Therapy With a Human Face by Hannah Zeavin

Hannah Zeavin published an article, "Therapy With a Human Face", in Dissent Magazine, focusing on the importance of understanding the feminization of therapy on how it became both devalued and out of reach. She believes the American mental health crisis is everywhere and everyone needs treatment.

To start with, she introduced the concept of Eliza, which is a video game that took the name from Joseph Weizenbaum’s experiment with Natural Language Processing. In 1966 the computer scientist developed the first proto-therapy chatbot while trying to demonstrate the absurd superficiality of communicating with machines. Eliza offers a critique of the state of contemporary mental healthcare. As rates of symptomatic anxiety and depression have soared, face-to-face, non-corporate therapy has become more difficult to access. The game also includes a second, quieter exploration of the status of therapeutic labor. Who can perform it? For what fee? Is it any good? Is it at least better than what one can do alone? At the center of these questions lies a history of the feminization of therapy—the fight to include women in its practice and its subsequent devaluation.
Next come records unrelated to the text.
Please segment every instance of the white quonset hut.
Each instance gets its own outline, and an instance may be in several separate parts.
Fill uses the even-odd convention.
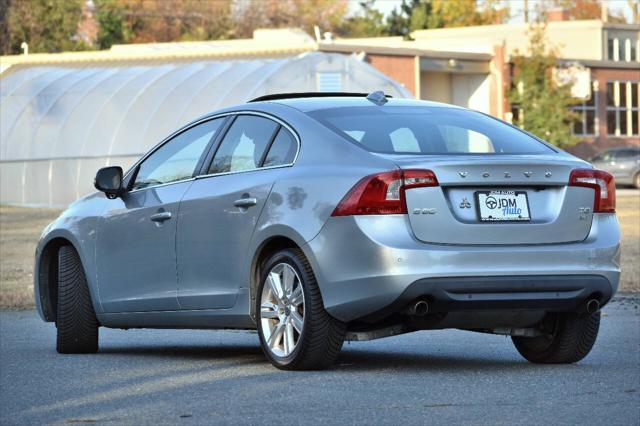
[[[354,55],[15,65],[0,75],[0,203],[65,206],[98,168],[126,169],[174,129],[279,92],[411,97]]]

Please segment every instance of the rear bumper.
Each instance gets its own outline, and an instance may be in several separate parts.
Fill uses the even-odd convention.
[[[585,312],[586,301],[611,299],[611,283],[600,275],[531,275],[425,278],[407,287],[396,300],[362,320],[376,322],[402,311],[416,300],[429,313],[535,310]]]
[[[422,296],[441,312],[569,312],[593,295],[606,304],[620,279],[613,214],[594,215],[580,243],[521,246],[425,244],[405,215],[337,217],[304,249],[325,308],[342,321],[376,321]]]

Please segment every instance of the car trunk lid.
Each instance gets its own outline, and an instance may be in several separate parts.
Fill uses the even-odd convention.
[[[568,186],[571,171],[585,167],[579,160],[546,155],[387,157],[401,169],[432,170],[438,179],[440,186],[408,189],[405,194],[411,229],[423,242],[568,243],[584,240],[591,229],[595,191]],[[488,210],[487,205],[495,207],[492,202],[502,198],[507,207],[516,208],[508,205],[516,196],[520,220],[487,220],[488,211],[501,210]]]

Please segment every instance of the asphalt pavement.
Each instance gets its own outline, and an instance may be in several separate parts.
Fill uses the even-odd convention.
[[[248,332],[100,329],[98,354],[58,355],[52,324],[0,312],[0,423],[638,425],[639,311],[605,307],[575,365],[447,330],[345,344],[320,372],[271,367]]]

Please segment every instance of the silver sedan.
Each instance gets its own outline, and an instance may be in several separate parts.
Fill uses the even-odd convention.
[[[282,369],[458,328],[540,363],[595,343],[620,277],[613,177],[490,116],[380,92],[273,95],[169,135],[44,230],[61,353],[99,327],[257,329]]]

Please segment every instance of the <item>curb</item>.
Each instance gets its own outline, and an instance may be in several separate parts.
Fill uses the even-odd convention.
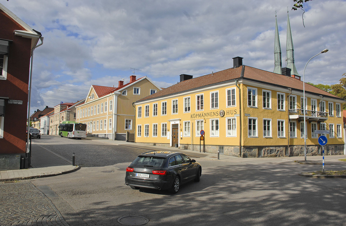
[[[72,173],[72,172],[74,172],[75,171],[77,171],[79,169],[81,168],[80,166],[77,166],[75,168],[72,170],[67,170],[66,171],[64,171],[62,172],[58,172],[57,173],[51,173],[51,174],[44,174],[40,175],[36,175],[36,176],[30,176],[30,177],[16,177],[14,178],[8,178],[7,179],[0,179],[0,182],[9,182],[12,181],[18,181],[23,180],[30,180],[31,179],[36,179],[36,178],[40,178],[44,177],[53,177],[54,176],[57,176],[58,175],[61,175],[63,174],[66,174],[66,173]]]

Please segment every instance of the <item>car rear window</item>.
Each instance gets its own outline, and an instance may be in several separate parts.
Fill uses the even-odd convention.
[[[165,159],[154,156],[140,156],[132,163],[132,165],[140,166],[162,167]]]

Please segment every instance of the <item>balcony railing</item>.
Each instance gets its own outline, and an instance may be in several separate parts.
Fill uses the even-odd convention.
[[[304,116],[304,110],[303,109],[290,109],[289,112],[290,115]],[[305,116],[307,117],[327,118],[328,118],[328,112],[306,110],[305,110]]]

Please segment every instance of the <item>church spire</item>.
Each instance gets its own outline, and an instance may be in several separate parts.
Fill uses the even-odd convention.
[[[281,62],[281,47],[280,46],[280,39],[279,38],[279,31],[277,29],[277,21],[276,20],[276,12],[275,11],[275,40],[274,44],[274,73],[281,73],[281,67],[282,63]]]
[[[287,38],[286,43],[286,57],[287,58],[287,67],[291,69],[291,75],[299,76],[294,65],[294,54],[293,48],[293,41],[292,40],[292,34],[291,32],[291,26],[290,25],[290,18],[288,16],[288,10],[287,10]],[[299,76],[300,77],[300,76]]]

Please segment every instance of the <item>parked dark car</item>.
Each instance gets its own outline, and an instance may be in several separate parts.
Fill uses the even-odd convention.
[[[169,190],[176,193],[180,186],[199,181],[202,166],[181,152],[145,152],[126,168],[125,182],[132,189],[141,188]]]
[[[30,133],[31,138],[41,139],[41,133],[36,128],[30,128]]]

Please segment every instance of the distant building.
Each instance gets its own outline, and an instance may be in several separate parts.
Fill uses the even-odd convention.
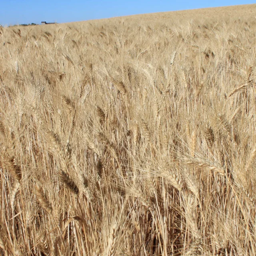
[[[46,21],[42,21],[41,24],[42,25],[48,25],[49,24],[56,24],[57,22],[47,22]]]

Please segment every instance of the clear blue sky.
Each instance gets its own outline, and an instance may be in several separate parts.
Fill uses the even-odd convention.
[[[255,0],[0,0],[0,24],[58,23],[117,16],[254,4]]]

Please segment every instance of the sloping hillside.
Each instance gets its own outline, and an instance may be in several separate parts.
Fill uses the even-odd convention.
[[[256,5],[0,28],[0,251],[255,255]]]

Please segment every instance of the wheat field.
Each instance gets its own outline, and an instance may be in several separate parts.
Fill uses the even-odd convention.
[[[256,13],[0,28],[1,255],[255,255]]]

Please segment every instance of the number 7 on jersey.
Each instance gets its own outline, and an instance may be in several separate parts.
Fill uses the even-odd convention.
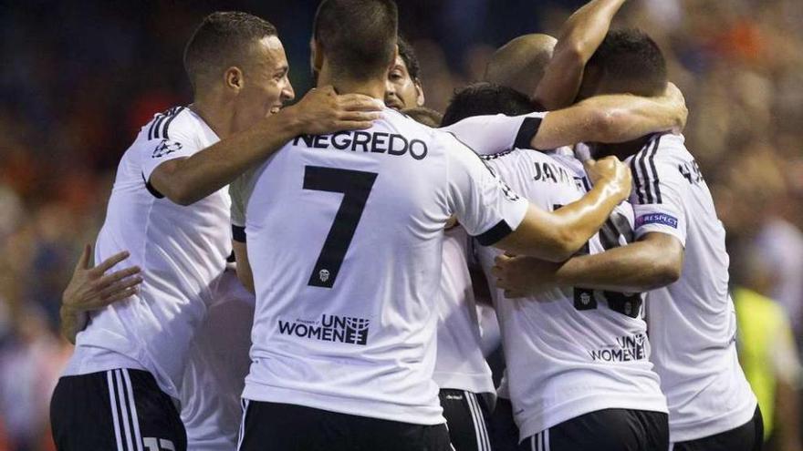
[[[343,193],[340,208],[309,275],[308,285],[332,288],[335,284],[376,178],[376,173],[361,170],[320,166],[304,168],[304,190]]]

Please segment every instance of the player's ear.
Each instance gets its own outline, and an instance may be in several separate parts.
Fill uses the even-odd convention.
[[[419,107],[423,107],[426,99],[423,97],[423,87],[421,86],[421,81],[415,80],[415,103]]]
[[[239,92],[245,86],[243,71],[236,66],[227,68],[224,73],[224,83],[226,89],[232,89],[235,93]]]
[[[318,39],[314,37],[309,41],[309,64],[312,67],[312,73],[318,74],[321,67],[323,67],[323,48],[318,42]]]

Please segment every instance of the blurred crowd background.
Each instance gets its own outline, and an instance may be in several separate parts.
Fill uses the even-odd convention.
[[[455,87],[482,78],[495,48],[556,36],[584,3],[397,1],[427,105],[442,111]],[[182,52],[195,25],[221,9],[274,23],[300,97],[317,3],[0,0],[0,451],[52,449],[48,401],[71,352],[57,333],[61,292],[139,128],[190,102]],[[788,391],[798,393],[803,343],[803,4],[630,0],[616,25],[655,38],[686,96],[687,144],[728,231],[737,310],[746,305],[743,364],[770,396],[762,409],[797,436],[796,403],[783,403],[799,397]]]

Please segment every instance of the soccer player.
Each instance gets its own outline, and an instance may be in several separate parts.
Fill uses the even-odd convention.
[[[399,53],[388,71],[385,86],[385,105],[401,111],[423,107],[423,87],[421,83],[421,66],[415,49],[406,39],[399,36]]]
[[[588,9],[588,8],[586,8]],[[572,21],[575,26],[579,26],[581,23],[596,21],[596,16],[600,15],[599,12],[588,13],[581,10],[577,15],[580,15],[582,20]],[[572,16],[575,17],[574,15]],[[610,21],[610,18],[607,18]],[[598,26],[599,27],[599,26]],[[604,36],[605,30],[601,32]],[[591,28],[589,34],[599,31]],[[584,35],[575,36],[573,34],[567,37],[568,42],[574,40],[586,41]],[[547,36],[548,37],[548,36]],[[548,38],[554,46],[554,39]],[[601,40],[601,37],[599,37]],[[521,40],[527,40],[527,45],[519,45],[515,43],[516,51],[523,49],[525,46],[527,50],[534,50],[535,46],[543,46],[548,51],[536,51],[529,56],[519,55],[525,59],[517,57],[516,63],[521,64],[521,61],[530,61],[526,63],[527,69],[535,69],[536,72],[543,74],[544,67],[549,61],[548,57],[533,58],[533,55],[541,56],[552,54],[552,46],[545,46],[544,39],[536,37],[535,42],[529,42],[529,36],[525,36]],[[592,40],[593,42],[593,40]],[[503,64],[508,59],[506,52],[511,49],[514,45],[506,46],[506,48],[497,53],[504,57],[495,58],[495,61]],[[584,48],[584,47],[582,47]],[[523,53],[523,52],[522,52]],[[589,53],[589,52],[586,52]],[[593,51],[589,52],[593,53]],[[558,58],[560,60],[560,58]],[[510,71],[512,64],[507,64],[506,70],[495,70],[494,74],[497,77],[506,76]],[[408,70],[408,67],[410,69]],[[493,67],[491,67],[493,68]],[[524,71],[519,71],[524,72]],[[537,74],[536,74],[537,75]],[[528,82],[532,80],[534,74],[529,73],[529,77],[521,77],[522,80],[527,79]],[[557,88],[559,88],[557,87]],[[532,89],[535,91],[535,88]],[[419,78],[419,65],[415,58],[412,48],[402,39],[399,40],[399,56],[396,57],[394,65],[389,71],[388,85],[385,92],[385,102],[391,108],[402,105],[418,105],[421,106],[423,101],[422,90],[422,83]],[[497,93],[488,90],[485,93],[474,92],[474,100],[476,95],[485,97],[494,97]],[[461,108],[466,108],[468,105],[464,103],[464,97],[455,100],[461,103]],[[467,97],[466,97],[467,98]],[[491,101],[495,101],[492,99]],[[480,105],[480,108],[486,106]],[[452,109],[452,108],[450,108]],[[459,108],[454,108],[456,111]],[[496,113],[511,111],[527,113],[534,109],[529,108],[503,108]],[[465,111],[464,109],[464,111]],[[491,112],[495,112],[491,110]],[[433,125],[433,114],[425,108],[412,108],[405,110],[405,113],[416,118],[422,118],[431,127]],[[450,112],[450,114],[453,114]],[[457,118],[453,118],[450,122],[454,122]],[[416,120],[420,119],[416,118]],[[464,142],[470,143],[476,147],[474,150],[480,153],[498,153],[508,150],[514,144],[514,138],[521,132],[521,125],[527,123],[527,120],[513,118],[485,118],[482,123],[482,127],[474,127],[475,119],[467,119],[464,124],[455,127],[444,128],[455,133],[458,138]],[[436,118],[434,123],[440,124],[440,118]],[[512,128],[510,125],[515,125],[518,128]],[[577,123],[574,128],[583,130],[583,124]],[[547,126],[548,128],[548,125]],[[656,128],[658,129],[658,128]],[[482,135],[477,137],[477,135]],[[529,145],[529,144],[527,144]],[[551,204],[548,207],[551,208]],[[491,377],[490,368],[485,360],[481,351],[482,337],[480,327],[476,317],[476,304],[474,298],[472,280],[469,274],[467,253],[468,241],[466,240],[465,231],[461,227],[450,227],[444,232],[443,253],[442,258],[442,280],[441,293],[436,302],[438,313],[438,345],[435,359],[435,370],[433,379],[440,387],[441,405],[443,407],[443,416],[447,420],[449,425],[449,436],[452,445],[455,446],[457,451],[488,449],[495,446],[488,431],[487,419],[490,410],[495,404],[494,385]],[[516,437],[517,439],[517,437]]]
[[[424,125],[440,127],[441,115],[422,108],[424,95],[415,51],[401,36],[398,48],[388,71],[385,105],[403,110]],[[438,397],[454,449],[489,450],[492,445],[486,419],[495,389],[482,350],[482,330],[468,268],[469,237],[462,227],[452,225],[443,232],[443,246],[433,379],[440,388]]]
[[[642,32],[617,30],[589,61],[580,97],[601,92],[649,95],[665,84],[658,46]],[[622,146],[594,148],[598,156],[627,158],[634,169],[630,201],[637,241],[557,266],[504,261],[501,284],[514,294],[556,285],[652,290],[646,300],[652,360],[669,404],[673,449],[760,449],[761,414],[736,356],[725,230],[683,138],[650,135]]]
[[[456,119],[477,110],[521,114],[531,108],[524,94],[478,84],[457,93],[446,116]],[[560,153],[514,149],[485,159],[513,190],[545,210],[575,201],[588,187],[582,165]],[[630,206],[617,208],[582,252],[618,247],[631,234],[631,223]],[[487,276],[500,253],[480,249]],[[503,299],[499,290],[492,295],[503,333],[507,388],[520,439],[528,448],[666,449],[666,401],[648,360],[638,294],[578,288],[527,300]]]
[[[324,1],[318,83],[383,98],[396,28],[391,1]],[[588,195],[543,211],[450,135],[386,109],[368,131],[299,136],[233,186],[238,271],[256,291],[241,449],[448,449],[432,380],[447,220],[565,259],[630,183],[615,159],[597,165]]]
[[[51,401],[59,450],[187,448],[174,402],[231,253],[221,189],[299,133],[365,128],[376,116],[375,101],[331,87],[282,110],[294,93],[281,42],[245,13],[206,17],[184,64],[194,103],[156,115],[118,168],[95,260],[129,250],[146,275],[78,333]],[[68,329],[83,329],[86,316],[68,313]]]

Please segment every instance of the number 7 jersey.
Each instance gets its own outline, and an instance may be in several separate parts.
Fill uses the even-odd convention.
[[[443,228],[501,240],[527,202],[453,136],[386,109],[301,136],[232,186],[256,290],[244,397],[443,423],[433,382]]]

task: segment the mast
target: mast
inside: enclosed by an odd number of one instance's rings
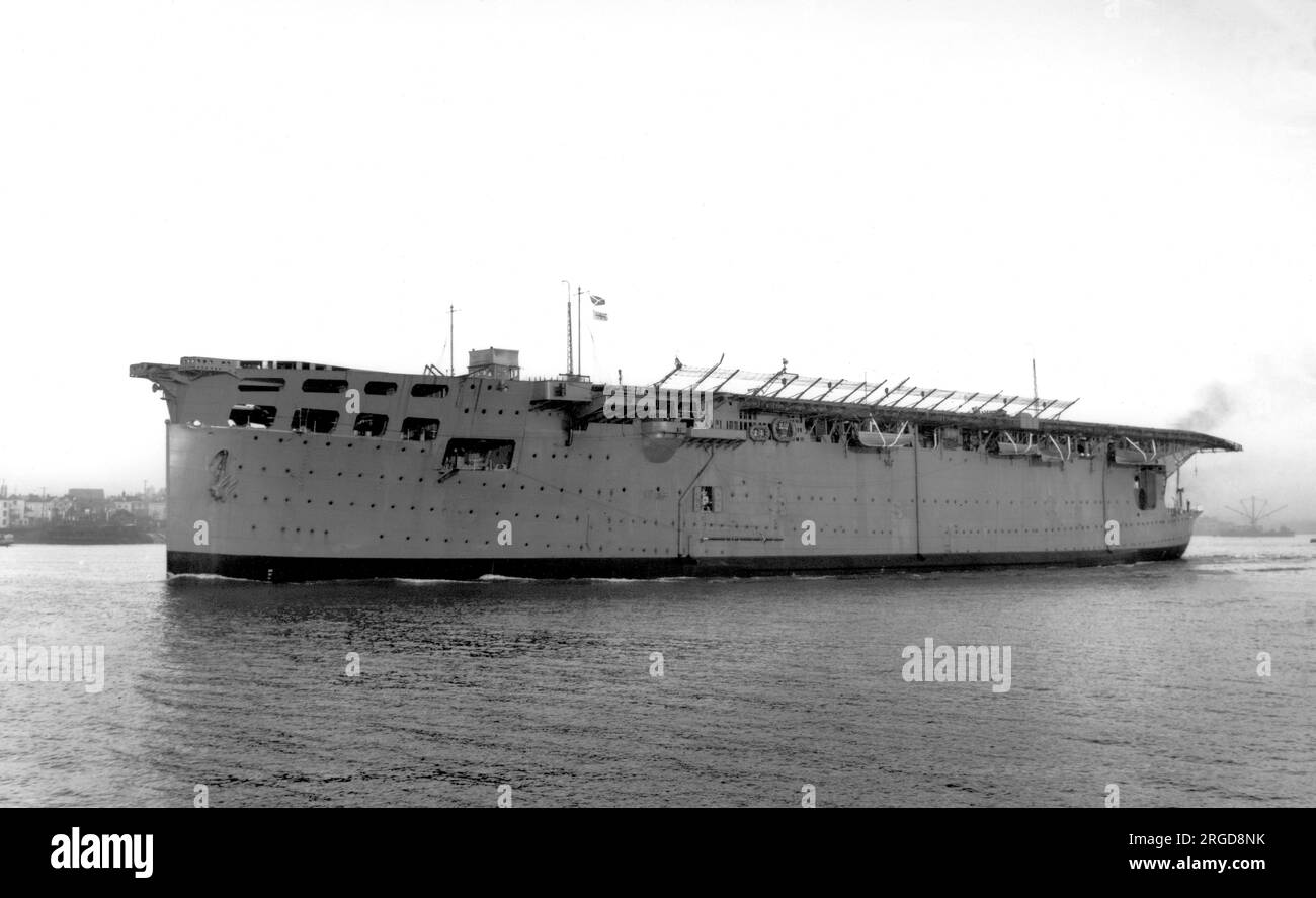
[[[567,284],[567,374],[574,374],[575,370],[571,367],[575,362],[575,344],[571,341],[571,284],[566,280],[562,283]]]

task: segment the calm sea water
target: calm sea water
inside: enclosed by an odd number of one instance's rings
[[[99,693],[0,682],[0,805],[1316,805],[1307,536],[808,579],[163,571],[158,545],[0,549],[0,647],[105,653]],[[905,682],[926,637],[1009,645],[1009,691]]]

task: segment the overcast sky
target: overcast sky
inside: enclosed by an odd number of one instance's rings
[[[558,373],[567,279],[595,379],[1036,357],[1316,516],[1309,3],[11,0],[0,128],[11,489],[163,483],[132,362]]]

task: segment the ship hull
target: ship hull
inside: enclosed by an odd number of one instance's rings
[[[958,429],[924,427],[905,445],[875,448],[822,419],[755,411],[744,396],[719,395],[700,423],[655,425],[607,419],[601,388],[572,382],[280,367],[261,369],[279,383],[261,381],[253,395],[242,369],[142,369],[171,403],[170,574],[288,582],[1104,565],[1179,558],[1196,519],[1166,504],[1163,465],[1120,463],[1108,438],[1091,436],[1063,460],[1009,456],[961,438],[957,419]],[[345,392],[324,395],[325,383]],[[268,425],[241,425],[257,404]],[[322,424],[330,415],[342,421]]]
[[[174,575],[216,575],[272,583],[325,579],[453,579],[480,577],[533,579],[662,577],[772,577],[790,574],[859,574],[908,570],[963,570],[1021,565],[1095,566],[1174,561],[1188,548],[1180,545],[1074,552],[950,553],[932,556],[816,556],[801,561],[790,556],[695,558],[290,558],[286,556],[228,556],[168,552]]]

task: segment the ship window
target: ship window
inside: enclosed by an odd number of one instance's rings
[[[387,427],[387,415],[362,413],[357,415],[357,423],[351,425],[351,432],[359,437],[378,437],[383,436]]]
[[[334,378],[307,378],[301,382],[301,392],[342,392],[346,388],[346,381]]]
[[[515,452],[515,440],[449,440],[443,467],[511,467]]]
[[[240,392],[276,392],[283,390],[283,378],[245,378],[238,382]]]
[[[309,433],[333,433],[338,412],[329,408],[299,408],[292,412],[292,429]]]
[[[701,486],[695,490],[695,511],[719,512],[722,510],[722,490],[717,486]]]
[[[274,406],[234,406],[229,409],[229,427],[259,427],[274,424]]]
[[[403,419],[403,440],[418,440],[424,442],[430,442],[438,438],[438,419],[437,417],[404,417]]]

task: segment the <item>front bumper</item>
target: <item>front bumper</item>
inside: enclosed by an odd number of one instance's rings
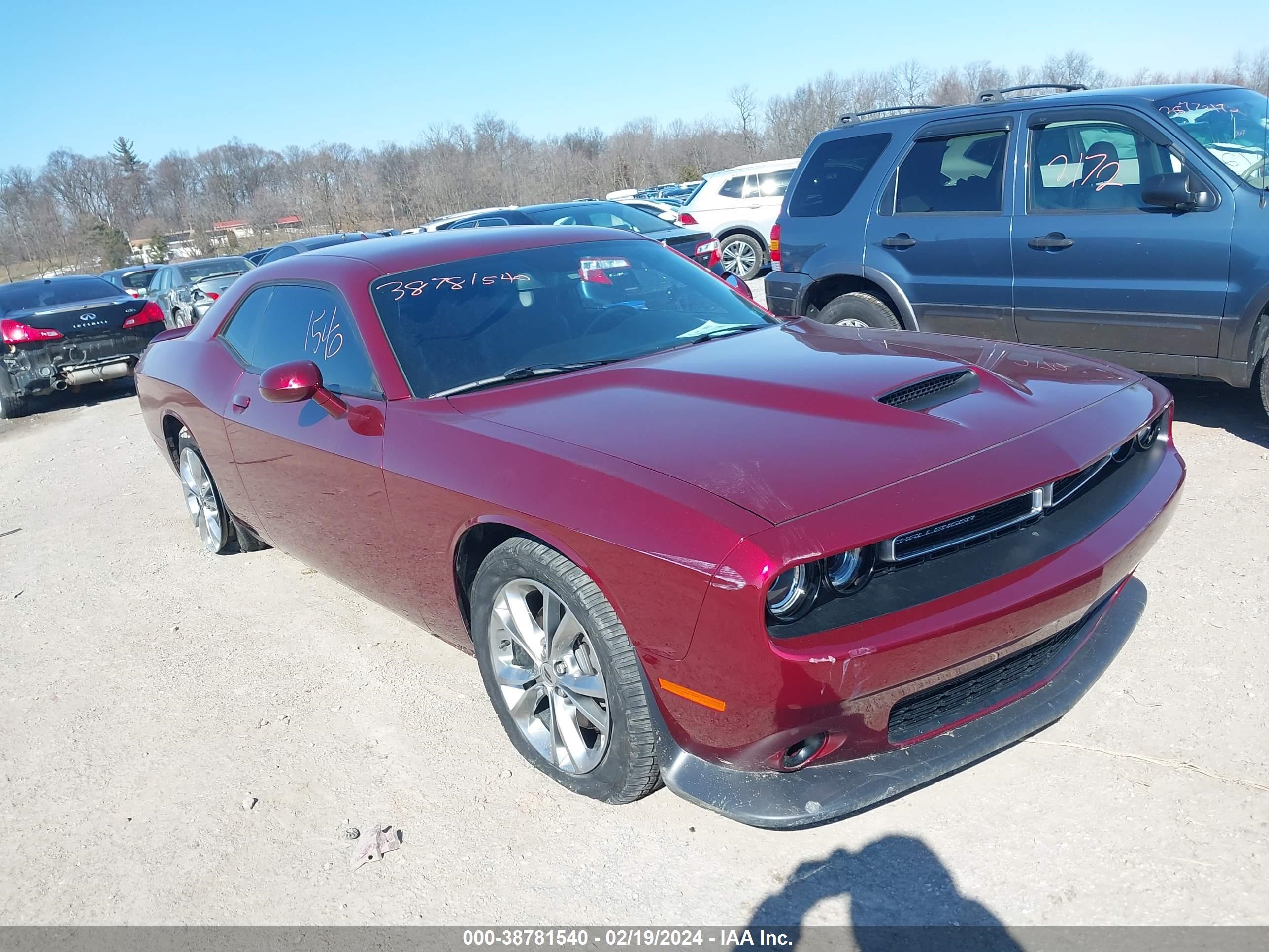
[[[1029,693],[926,740],[792,773],[733,770],[694,757],[674,743],[654,706],[661,778],[679,796],[751,826],[798,829],[841,819],[968,767],[1058,720],[1119,654],[1145,607],[1146,586],[1129,578],[1084,619],[1074,647],[1055,659]]]

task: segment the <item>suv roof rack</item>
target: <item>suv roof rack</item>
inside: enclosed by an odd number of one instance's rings
[[[865,116],[881,116],[882,113],[906,113],[916,109],[945,109],[945,105],[887,105],[884,109],[864,109],[862,113],[846,113],[839,123],[846,126],[851,122],[860,122]]]
[[[1005,98],[1005,93],[1022,93],[1027,89],[1061,89],[1063,93],[1074,93],[1079,89],[1088,89],[1082,83],[1030,83],[1025,86],[1005,86],[1004,89],[985,89],[973,98],[976,103],[996,103]]]

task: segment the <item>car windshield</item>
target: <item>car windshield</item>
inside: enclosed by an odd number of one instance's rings
[[[1155,108],[1255,188],[1269,188],[1269,99],[1250,89],[1170,96]]]
[[[122,297],[105,278],[57,278],[53,281],[22,281],[0,284],[0,311],[37,311],[61,307],[79,301]]]
[[[699,265],[642,239],[419,268],[377,278],[371,294],[416,396],[775,324]]]
[[[657,218],[651,212],[617,202],[586,202],[563,208],[548,208],[542,212],[527,212],[527,215],[538,225],[599,225],[605,228],[624,228],[640,235],[673,227],[670,222]]]
[[[211,258],[206,261],[180,265],[180,277],[194,283],[222,274],[242,274],[251,269],[251,263],[245,258]]]

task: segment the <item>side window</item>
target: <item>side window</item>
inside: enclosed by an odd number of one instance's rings
[[[793,178],[792,169],[782,169],[780,171],[769,171],[765,175],[758,176],[758,190],[761,193],[763,198],[774,198],[783,195],[789,187],[789,179]]]
[[[237,322],[236,315],[233,322]],[[343,298],[326,288],[273,287],[260,320],[251,366],[265,369],[288,360],[312,360],[321,368],[325,385],[336,393],[379,395],[357,321]]]
[[[157,283],[157,282],[156,282]],[[239,305],[228,325],[221,331],[221,340],[230,345],[239,359],[247,366],[255,363],[255,338],[260,330],[260,319],[273,294],[272,287],[256,288]]]
[[[999,212],[1009,133],[917,140],[898,166],[896,215]]]
[[[813,218],[840,212],[887,145],[888,133],[830,138],[820,143],[807,159],[797,187],[789,195],[789,216]]]
[[[1061,122],[1030,131],[1027,209],[1141,208],[1141,183],[1175,171],[1173,155],[1114,122]]]

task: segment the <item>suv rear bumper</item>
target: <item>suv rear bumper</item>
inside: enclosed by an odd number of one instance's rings
[[[1129,576],[1081,623],[1072,637],[1075,647],[1055,661],[1041,687],[909,746],[794,772],[733,770],[687,753],[661,722],[661,778],[679,796],[751,826],[798,829],[848,816],[968,767],[1058,720],[1119,654],[1145,607],[1146,586]],[[655,716],[654,724],[659,721]]]
[[[777,317],[802,315],[802,300],[811,278],[798,272],[770,272],[765,278],[766,310]]]

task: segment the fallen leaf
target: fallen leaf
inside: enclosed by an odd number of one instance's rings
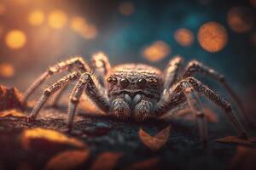
[[[150,158],[145,161],[133,163],[128,169],[144,170],[144,169],[160,169],[159,158]]]
[[[8,88],[0,85],[0,110],[9,109],[25,109],[22,104],[22,94],[16,88]]]
[[[7,116],[24,117],[25,115],[23,114],[23,112],[16,109],[6,110],[0,112],[0,117],[7,117]]]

Then, she moves on to the discussion of Freud's controversial psychoanalysis. After his death, the scientists were struggling between two dilemmas: how to survive during the Second World War and how to practice analysis at all.

Quoted from the article :

"Despite the contemporary truism that psychoanalysis always blames the mother, Sigmund Freud was much more focused on the pathogenic role of the father in the mind of the child, while showing little interest in real children at all. For Anna, and others like Winnicott, analysis meant attending to the real mother—and real children—and the mental life of reproductive labor. This theoretical process began before the Second World War and was intensified by it while many fathers were away."

Thus, it led to the first recognizable feminization of the psy-fields took place between 1900 and 1930, when an expansion of social work brought more women into the profession.